Суть дела изложена в письме. Вроде и выяснять нечего. Медицинской сестре Оксане Терентьевне Бажаевой исполнилось пятьдесят пять лет. Она получила право на пенсию. Для того, чтобы размер пенсии был несколько больше, ей потребовалась справка с места, где она работала сразу после войны. Больница эта находится в Заозерном районе, в тридцати километрах от Принеманска. Поехала туда Оксана Терентьевна, но не застала на месте людей, которые могли бы разыскать старые приказы по больнице и выписать справку. Велели приехать следующий раз. Следующий раз не оказалось на месте заведующего больницей, чтобы подписать справку.
Больше Бажаева не стала ездить, написала письмо с просьбой выслать нужную справку в принеманскую больницу. Минуло два месяца, а злополучной бумажки все нет и нет. Оксана Терентьевна по телефону позвонила в Заозерное. Там уверили, что справку выслали в Принеманск заказным письмом, даже назвали номер квитанции, выданной на почте. На работе же никто толком не мог сказать, приходило письмо из Заозерного или нет. Справка как сквозь землю провалилась.
– Может быть, лучше, чем в редакцию писать, – сказал Анатолий, – следовало еще раз поехать в Заозерное и попросить, чтобы снова выписали эту злополучную бумажку.
– Я и сама так думала. Но где там. Говорят, что не имеют права по десять раз одну и ту же справку выдавать. Заколдованный круг получается. Вот и обратилась за помощью в редакцию – кто-то же должен остановить эту карусель.
Анатолий пообещал завтра же заняться поисками пропавшей бумажки, а пока, помня советы отца, попросил хозяйку рассказать о себе. Оказалось, что у Оксаны Терентьевны жизнь была столь гладенькой и неинтересной, что и рассказывать не о чем. На стройках гигантов пятилеток не работала, в боях не участвовала, в комсомоле не состояла. Серенькое, скучное существование. Но пенсию все-таки выработала, значит, надо помочь ей таковую получить – вот и все. Но что об этом напишешь? В «Известиях» недавно была статья – вот это да! Чиновники обидели древнего старика, кажется, пенсию не дали, а возможно, участок земли отрезали, – детали Толя не запомнил. Так у этого старика шесть сыновей и дочь – фронтовики. С такой биографией можно в порошок стереть бюрократов.

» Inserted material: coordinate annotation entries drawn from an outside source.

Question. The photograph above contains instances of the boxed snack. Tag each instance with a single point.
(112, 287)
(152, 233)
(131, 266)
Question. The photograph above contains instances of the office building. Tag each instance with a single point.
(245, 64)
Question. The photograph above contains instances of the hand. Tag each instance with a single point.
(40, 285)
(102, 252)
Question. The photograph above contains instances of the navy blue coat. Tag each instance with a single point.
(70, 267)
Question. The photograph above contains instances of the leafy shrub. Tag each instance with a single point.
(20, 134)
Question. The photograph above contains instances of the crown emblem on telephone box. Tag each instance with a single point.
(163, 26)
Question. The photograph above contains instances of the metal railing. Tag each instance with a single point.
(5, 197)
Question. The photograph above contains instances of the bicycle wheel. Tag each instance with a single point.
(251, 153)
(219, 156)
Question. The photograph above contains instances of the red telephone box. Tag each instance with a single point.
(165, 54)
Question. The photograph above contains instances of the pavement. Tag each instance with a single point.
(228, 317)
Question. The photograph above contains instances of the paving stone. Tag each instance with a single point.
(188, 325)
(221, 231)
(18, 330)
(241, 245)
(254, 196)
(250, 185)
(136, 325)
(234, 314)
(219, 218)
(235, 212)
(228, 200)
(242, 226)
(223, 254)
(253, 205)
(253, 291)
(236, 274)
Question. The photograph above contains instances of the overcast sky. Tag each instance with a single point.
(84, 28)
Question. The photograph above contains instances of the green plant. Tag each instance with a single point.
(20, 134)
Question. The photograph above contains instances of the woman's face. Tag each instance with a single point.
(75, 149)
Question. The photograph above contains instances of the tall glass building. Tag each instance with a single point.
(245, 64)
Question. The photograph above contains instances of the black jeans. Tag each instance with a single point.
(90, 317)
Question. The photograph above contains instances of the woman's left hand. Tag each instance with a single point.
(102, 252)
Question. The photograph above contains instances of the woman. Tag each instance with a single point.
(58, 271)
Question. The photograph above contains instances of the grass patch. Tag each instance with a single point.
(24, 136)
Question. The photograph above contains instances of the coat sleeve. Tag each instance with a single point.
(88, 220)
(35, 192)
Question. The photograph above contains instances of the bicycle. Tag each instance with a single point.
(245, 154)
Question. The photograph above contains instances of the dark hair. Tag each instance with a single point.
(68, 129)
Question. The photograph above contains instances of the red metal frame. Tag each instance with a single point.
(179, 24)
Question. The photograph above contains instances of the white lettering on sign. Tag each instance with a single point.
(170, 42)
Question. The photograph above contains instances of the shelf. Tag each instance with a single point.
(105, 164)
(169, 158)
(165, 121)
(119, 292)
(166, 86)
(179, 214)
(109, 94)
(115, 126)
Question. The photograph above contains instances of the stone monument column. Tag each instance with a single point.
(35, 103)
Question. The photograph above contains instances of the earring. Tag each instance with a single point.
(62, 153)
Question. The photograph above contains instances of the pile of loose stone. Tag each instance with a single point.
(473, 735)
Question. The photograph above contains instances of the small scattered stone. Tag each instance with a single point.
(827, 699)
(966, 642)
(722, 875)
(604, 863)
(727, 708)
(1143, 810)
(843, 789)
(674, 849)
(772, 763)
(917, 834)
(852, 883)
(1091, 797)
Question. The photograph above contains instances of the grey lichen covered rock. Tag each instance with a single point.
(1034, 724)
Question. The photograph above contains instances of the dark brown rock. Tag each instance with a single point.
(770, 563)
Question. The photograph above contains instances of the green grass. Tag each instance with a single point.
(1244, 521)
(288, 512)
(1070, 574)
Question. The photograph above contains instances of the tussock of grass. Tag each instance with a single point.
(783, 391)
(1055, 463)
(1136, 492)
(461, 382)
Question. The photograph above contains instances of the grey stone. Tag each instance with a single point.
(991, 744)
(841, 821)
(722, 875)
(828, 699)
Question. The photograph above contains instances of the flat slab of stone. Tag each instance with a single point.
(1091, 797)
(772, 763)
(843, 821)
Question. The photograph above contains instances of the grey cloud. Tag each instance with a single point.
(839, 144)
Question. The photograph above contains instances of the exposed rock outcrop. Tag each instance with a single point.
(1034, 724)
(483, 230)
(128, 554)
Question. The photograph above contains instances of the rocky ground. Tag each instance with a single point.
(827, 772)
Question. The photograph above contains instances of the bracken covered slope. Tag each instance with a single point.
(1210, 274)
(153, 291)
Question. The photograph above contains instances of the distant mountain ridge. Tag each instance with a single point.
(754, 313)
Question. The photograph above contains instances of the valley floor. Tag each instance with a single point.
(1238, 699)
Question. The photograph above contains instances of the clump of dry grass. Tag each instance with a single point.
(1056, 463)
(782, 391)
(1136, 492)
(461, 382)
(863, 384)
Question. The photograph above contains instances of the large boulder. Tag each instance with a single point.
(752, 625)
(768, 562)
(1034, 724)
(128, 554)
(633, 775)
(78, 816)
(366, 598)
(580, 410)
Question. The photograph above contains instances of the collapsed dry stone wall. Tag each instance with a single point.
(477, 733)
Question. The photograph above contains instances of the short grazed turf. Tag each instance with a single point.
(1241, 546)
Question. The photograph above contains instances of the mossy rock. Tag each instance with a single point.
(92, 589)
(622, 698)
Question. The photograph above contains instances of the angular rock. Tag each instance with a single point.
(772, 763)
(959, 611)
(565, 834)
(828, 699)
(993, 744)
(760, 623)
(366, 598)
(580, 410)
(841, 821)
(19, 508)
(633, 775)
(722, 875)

Прежде чем возвратиться домой, Анатолий забежал в редакцию. Все равно вечер пропал. Втайне он надеялся, что, может, еще какая-нибудь заметка прорвалась на полосы номера. На лестнице встретил Маркевич. Та сразу же поинтересовалась письмом Бажаевой. Далось ей это письмо. Редакция ежедневно получает около сотни писем, а ей спать не дает именно это, в общем-то мало интересное письмо.
– Старушка явно не является представительницей героического поколения комсомольцев двадцатых годов! – ответил Толя.
– Возможно, – спокойно возразила Маркевич. – Но мы обязаны ей помочь. Кстати, Оксана Терентьевна, как ты сказал, совсем не представительница героического поколения…
– Я говорил совсем не то…
– Так вот, она спасла жизнь нескольким нашим партизанам. Это я сегодня сама проверила. Уж больно мне фамилия показалась знакомой… Так-то, Толик. Помоги ей.
– Что же она мне ничего не сказала?
– А зачем ей было об этом говорить? К ее письму в редакцию это никакого отношения не имеет.